Acceleration Due to Gravity
Answered

syaoronsangelhwc17
2022-05-10

I was asked to calculate the acceleration due to gravity on planet Mercury, if the mas of Mercury is $2,99\times {10}^{22}kg$ and its radius is $2,42\times {10}^{3}\text{}km$. The mass of the object is $10kg$ and the mass of Earth is $6\times {10}^{24}kg$ and the Radius of the Earth is $3,82\times {10}^{3}km$

This question rather puzzled me because I was not sure if my answer is correct or not but let me proceed :

$\overrightarrow{F}=m\overrightarrow{a}={F}_{g}=G\frac{{m}_{1}{m}_{2}}{{r}^{2}}$

${m}_{1}g=G\frac{{m}_{1}{m}_{2}}{{r}^{2}}$

(Note that ${m}_{2}$ = mass of mercury)

$g=\frac{(6.673\times {10}^{-11}\frac{{m}^{2}}{k{g}^{2}})(2,99\times {10}^{22}kg)}{(2,42\times {10}^{6}\text{}m{)}^{2}}$

I compute my answer to be $0.34\frac{m}{{s}^{2}}$

What really is confusing me is that when I look at my textbook, it shows me the gravitational acceleration due to gravity on mercury to be $3.59\frac{m}{{s}^{2}}$

Can someone please explain to me what the answer that I am getting is giving me?
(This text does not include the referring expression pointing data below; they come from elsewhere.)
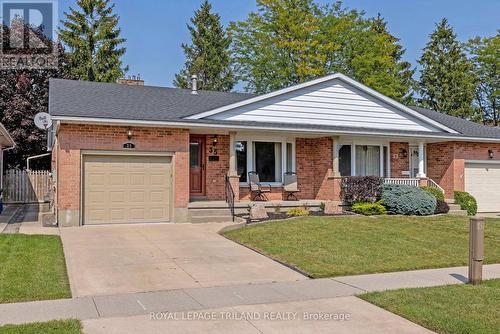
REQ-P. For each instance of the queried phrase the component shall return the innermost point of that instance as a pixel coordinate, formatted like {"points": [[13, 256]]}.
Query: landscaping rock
{"points": [[333, 208], [258, 212]]}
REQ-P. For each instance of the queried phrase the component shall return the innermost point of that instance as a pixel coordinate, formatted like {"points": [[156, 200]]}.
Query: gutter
{"points": [[188, 125]]}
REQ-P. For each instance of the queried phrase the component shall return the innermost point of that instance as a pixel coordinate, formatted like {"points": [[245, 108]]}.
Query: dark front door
{"points": [[197, 165]]}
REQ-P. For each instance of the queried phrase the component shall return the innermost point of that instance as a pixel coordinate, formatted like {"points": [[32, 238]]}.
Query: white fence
{"points": [[21, 186]]}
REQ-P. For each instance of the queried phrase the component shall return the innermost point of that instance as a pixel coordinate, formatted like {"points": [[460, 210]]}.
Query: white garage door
{"points": [[482, 180], [126, 189]]}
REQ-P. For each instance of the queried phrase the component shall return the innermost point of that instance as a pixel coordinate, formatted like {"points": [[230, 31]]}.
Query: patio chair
{"points": [[291, 187], [257, 190]]}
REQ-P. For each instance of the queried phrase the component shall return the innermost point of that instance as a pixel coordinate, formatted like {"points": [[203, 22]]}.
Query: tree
{"points": [[368, 53], [280, 45], [208, 56], [447, 81], [93, 39], [485, 55], [291, 41], [24, 93]]}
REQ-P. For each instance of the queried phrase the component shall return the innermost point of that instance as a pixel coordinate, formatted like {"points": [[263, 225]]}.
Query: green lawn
{"points": [[335, 246], [454, 309], [51, 327], [32, 267]]}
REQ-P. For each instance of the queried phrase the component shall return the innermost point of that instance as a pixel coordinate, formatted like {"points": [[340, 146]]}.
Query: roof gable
{"points": [[333, 100]]}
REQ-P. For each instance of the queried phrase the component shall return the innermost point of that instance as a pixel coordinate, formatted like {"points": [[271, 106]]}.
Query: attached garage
{"points": [[126, 189], [482, 180]]}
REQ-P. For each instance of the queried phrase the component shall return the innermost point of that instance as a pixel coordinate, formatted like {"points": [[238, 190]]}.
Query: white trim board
{"points": [[337, 76]]}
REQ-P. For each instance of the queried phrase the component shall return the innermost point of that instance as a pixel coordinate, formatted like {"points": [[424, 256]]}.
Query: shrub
{"points": [[438, 194], [466, 202], [441, 207], [369, 209], [408, 200], [297, 212], [361, 189]]}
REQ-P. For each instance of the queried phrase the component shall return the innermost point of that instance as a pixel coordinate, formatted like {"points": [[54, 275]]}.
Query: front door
{"points": [[197, 165]]}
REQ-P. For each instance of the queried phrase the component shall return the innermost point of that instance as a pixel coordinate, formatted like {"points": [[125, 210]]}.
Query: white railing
{"points": [[404, 181], [431, 183]]}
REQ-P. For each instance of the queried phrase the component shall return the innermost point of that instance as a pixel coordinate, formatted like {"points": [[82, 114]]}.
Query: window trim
{"points": [[250, 156]]}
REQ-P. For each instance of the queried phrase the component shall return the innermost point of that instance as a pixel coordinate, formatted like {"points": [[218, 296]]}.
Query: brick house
{"points": [[143, 154]]}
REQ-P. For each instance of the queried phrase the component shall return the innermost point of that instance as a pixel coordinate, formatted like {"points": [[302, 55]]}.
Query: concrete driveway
{"points": [[105, 260]]}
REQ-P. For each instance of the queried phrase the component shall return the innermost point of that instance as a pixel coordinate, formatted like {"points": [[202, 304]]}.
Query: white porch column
{"points": [[421, 161], [232, 154], [335, 155]]}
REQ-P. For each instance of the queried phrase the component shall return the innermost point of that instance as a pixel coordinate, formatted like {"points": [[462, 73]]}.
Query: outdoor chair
{"points": [[291, 187], [258, 190]]}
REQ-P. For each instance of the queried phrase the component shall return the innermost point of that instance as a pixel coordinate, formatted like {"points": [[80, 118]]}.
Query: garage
{"points": [[482, 180], [126, 189]]}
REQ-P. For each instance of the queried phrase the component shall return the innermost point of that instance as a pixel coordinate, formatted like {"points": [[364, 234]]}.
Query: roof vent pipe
{"points": [[194, 88]]}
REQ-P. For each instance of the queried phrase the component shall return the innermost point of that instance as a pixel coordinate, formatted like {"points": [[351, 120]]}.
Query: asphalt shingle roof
{"points": [[146, 103]]}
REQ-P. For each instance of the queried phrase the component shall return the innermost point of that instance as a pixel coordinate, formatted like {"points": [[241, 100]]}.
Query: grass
{"points": [[32, 267], [52, 327], [335, 246], [457, 309]]}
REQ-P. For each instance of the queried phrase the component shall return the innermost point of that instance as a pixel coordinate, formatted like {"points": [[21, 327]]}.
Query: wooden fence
{"points": [[21, 186]]}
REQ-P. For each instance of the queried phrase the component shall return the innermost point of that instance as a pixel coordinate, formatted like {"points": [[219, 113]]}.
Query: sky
{"points": [[155, 29]]}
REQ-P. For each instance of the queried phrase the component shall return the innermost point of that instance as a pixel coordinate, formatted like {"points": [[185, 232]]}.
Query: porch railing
{"points": [[431, 183], [404, 181], [229, 194]]}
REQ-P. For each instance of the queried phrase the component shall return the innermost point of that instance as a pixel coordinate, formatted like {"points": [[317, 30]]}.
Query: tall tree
{"points": [[24, 93], [208, 55], [92, 36], [485, 55], [447, 81], [291, 41], [369, 53]]}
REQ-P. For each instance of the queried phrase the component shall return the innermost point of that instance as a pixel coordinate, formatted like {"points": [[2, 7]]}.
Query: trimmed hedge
{"points": [[408, 200], [438, 194], [369, 209], [466, 202], [361, 189], [441, 207]]}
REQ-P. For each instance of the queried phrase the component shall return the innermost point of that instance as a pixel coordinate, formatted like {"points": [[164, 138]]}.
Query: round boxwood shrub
{"points": [[408, 200], [435, 192]]}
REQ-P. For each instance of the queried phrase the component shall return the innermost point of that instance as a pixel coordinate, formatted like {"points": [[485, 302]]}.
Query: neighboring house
{"points": [[6, 143], [140, 154]]}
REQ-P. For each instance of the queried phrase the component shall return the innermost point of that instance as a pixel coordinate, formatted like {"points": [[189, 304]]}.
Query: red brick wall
{"points": [[216, 170], [399, 163], [75, 137], [446, 162]]}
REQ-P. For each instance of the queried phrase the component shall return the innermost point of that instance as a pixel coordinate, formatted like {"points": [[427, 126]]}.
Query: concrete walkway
{"points": [[193, 299]]}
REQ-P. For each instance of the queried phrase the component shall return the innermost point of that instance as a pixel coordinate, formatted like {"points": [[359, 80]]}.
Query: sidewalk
{"points": [[137, 304]]}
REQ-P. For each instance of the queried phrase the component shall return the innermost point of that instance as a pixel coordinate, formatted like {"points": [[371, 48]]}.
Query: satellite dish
{"points": [[43, 120]]}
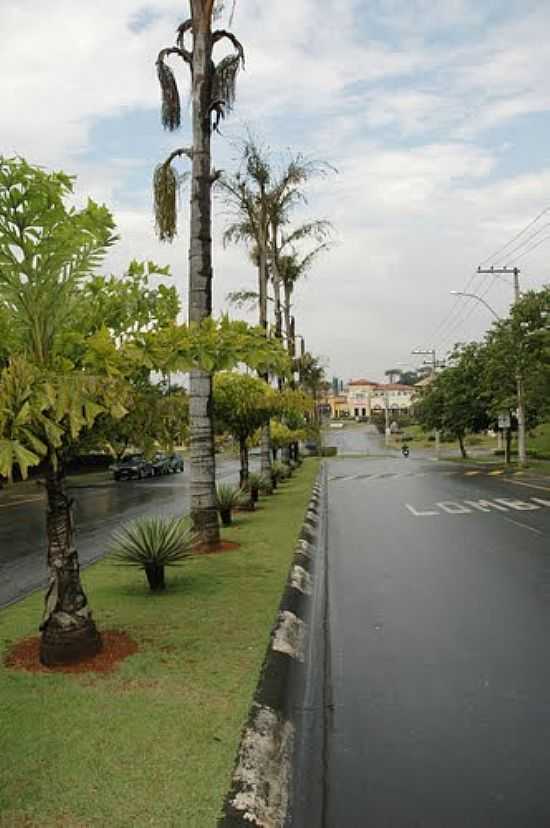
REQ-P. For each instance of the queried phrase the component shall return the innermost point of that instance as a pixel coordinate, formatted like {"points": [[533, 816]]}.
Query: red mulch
{"points": [[116, 647], [215, 549]]}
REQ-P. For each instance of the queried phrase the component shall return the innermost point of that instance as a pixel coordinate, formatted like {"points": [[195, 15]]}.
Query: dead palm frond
{"points": [[153, 540]]}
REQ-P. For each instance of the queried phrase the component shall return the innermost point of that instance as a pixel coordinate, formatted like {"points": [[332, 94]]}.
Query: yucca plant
{"points": [[151, 543], [228, 498], [266, 484]]}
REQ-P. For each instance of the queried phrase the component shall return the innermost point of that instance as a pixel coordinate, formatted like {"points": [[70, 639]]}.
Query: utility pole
{"points": [[434, 363], [522, 448]]}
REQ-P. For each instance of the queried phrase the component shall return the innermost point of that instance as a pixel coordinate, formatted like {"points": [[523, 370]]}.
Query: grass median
{"points": [[154, 742]]}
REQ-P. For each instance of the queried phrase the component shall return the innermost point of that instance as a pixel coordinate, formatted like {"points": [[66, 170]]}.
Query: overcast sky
{"points": [[435, 112]]}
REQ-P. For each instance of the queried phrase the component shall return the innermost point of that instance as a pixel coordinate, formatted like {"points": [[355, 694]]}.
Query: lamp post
{"points": [[521, 421], [431, 352], [478, 298], [522, 445]]}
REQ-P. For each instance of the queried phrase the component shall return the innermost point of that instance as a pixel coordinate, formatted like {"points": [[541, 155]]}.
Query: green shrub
{"points": [[266, 484], [151, 543]]}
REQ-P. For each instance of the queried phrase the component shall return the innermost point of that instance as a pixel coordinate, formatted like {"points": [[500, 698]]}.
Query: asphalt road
{"points": [[98, 510], [439, 591]]}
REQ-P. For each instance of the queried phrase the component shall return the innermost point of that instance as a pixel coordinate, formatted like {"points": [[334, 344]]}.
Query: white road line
{"points": [[524, 526], [414, 512]]}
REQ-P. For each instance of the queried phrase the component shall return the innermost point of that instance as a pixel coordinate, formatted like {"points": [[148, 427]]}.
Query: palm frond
{"points": [[171, 106], [225, 81], [243, 298], [165, 186]]}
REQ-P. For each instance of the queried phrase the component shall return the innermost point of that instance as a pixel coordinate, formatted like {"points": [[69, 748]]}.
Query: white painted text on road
{"points": [[468, 507]]}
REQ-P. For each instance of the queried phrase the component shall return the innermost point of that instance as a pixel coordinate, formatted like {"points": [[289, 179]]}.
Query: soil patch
{"points": [[215, 549], [116, 647]]}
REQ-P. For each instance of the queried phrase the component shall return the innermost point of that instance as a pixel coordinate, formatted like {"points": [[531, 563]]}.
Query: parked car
{"points": [[175, 462], [160, 463], [132, 467]]}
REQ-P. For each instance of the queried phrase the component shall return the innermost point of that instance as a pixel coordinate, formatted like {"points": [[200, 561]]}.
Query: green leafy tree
{"points": [[456, 401], [46, 252], [515, 345], [212, 97], [242, 404]]}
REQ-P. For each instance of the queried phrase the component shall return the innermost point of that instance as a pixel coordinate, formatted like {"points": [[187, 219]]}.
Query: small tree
{"points": [[456, 401], [242, 404], [46, 251]]}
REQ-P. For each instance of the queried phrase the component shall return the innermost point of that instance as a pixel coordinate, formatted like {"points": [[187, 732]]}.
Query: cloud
{"points": [[402, 95]]}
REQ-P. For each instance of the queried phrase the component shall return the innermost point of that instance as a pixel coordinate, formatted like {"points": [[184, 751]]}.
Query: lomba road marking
{"points": [[468, 507]]}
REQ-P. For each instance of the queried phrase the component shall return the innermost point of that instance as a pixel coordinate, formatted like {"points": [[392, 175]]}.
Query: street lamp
{"points": [[478, 298]]}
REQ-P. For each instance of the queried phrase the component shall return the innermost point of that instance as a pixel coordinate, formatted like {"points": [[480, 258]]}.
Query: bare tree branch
{"points": [[182, 29]]}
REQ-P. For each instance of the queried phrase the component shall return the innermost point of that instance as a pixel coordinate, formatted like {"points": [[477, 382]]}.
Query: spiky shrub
{"points": [[151, 543], [228, 498], [266, 484], [254, 485], [279, 471]]}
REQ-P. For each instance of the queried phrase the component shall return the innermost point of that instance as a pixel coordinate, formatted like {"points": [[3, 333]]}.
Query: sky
{"points": [[435, 113]]}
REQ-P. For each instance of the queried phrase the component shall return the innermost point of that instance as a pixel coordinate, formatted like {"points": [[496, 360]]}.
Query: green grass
{"points": [[153, 743], [539, 440]]}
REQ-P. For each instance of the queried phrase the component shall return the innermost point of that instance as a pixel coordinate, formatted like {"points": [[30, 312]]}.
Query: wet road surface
{"points": [[439, 590], [98, 510]]}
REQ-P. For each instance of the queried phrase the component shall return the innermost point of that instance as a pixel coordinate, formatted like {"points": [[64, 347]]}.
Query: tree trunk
{"points": [[225, 515], [508, 448], [290, 344], [155, 577], [243, 452], [203, 464], [68, 631], [265, 443]]}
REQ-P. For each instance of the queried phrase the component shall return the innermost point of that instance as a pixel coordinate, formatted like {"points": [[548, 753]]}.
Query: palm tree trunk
{"points": [[290, 344], [243, 451], [203, 465], [265, 442], [68, 631]]}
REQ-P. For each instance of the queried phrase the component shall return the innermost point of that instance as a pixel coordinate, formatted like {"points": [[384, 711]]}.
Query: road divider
{"points": [[281, 743]]}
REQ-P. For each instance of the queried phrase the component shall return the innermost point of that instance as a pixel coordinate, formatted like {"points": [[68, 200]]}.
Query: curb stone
{"points": [[272, 741]]}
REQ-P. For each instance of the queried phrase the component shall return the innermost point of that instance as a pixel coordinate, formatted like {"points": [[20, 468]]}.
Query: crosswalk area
{"points": [[499, 472]]}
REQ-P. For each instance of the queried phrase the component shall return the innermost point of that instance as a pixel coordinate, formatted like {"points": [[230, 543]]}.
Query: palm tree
{"points": [[212, 95], [248, 195], [46, 252]]}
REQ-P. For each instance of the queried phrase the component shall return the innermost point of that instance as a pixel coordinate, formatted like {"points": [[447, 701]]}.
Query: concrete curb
{"points": [[272, 742]]}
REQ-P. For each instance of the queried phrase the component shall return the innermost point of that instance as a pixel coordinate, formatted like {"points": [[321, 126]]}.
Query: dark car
{"points": [[132, 467], [175, 462], [160, 463]]}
My computation was marked correct in a test but I do not understand what this value is giving me.

When you have to provide correct answers to the questions based on motion equations physics, you must start with the examples that can help you learn more about the theory and see relevant examples. If you find it too challenging, start with the equations that help to determine the force of the motion as you estimate the energy that is being produced. It’s also helpful to compare several lab experiments to see the differences in how the concepts operate. Such an approach will help you to see the example of force and explain it both verbally and with the formulas.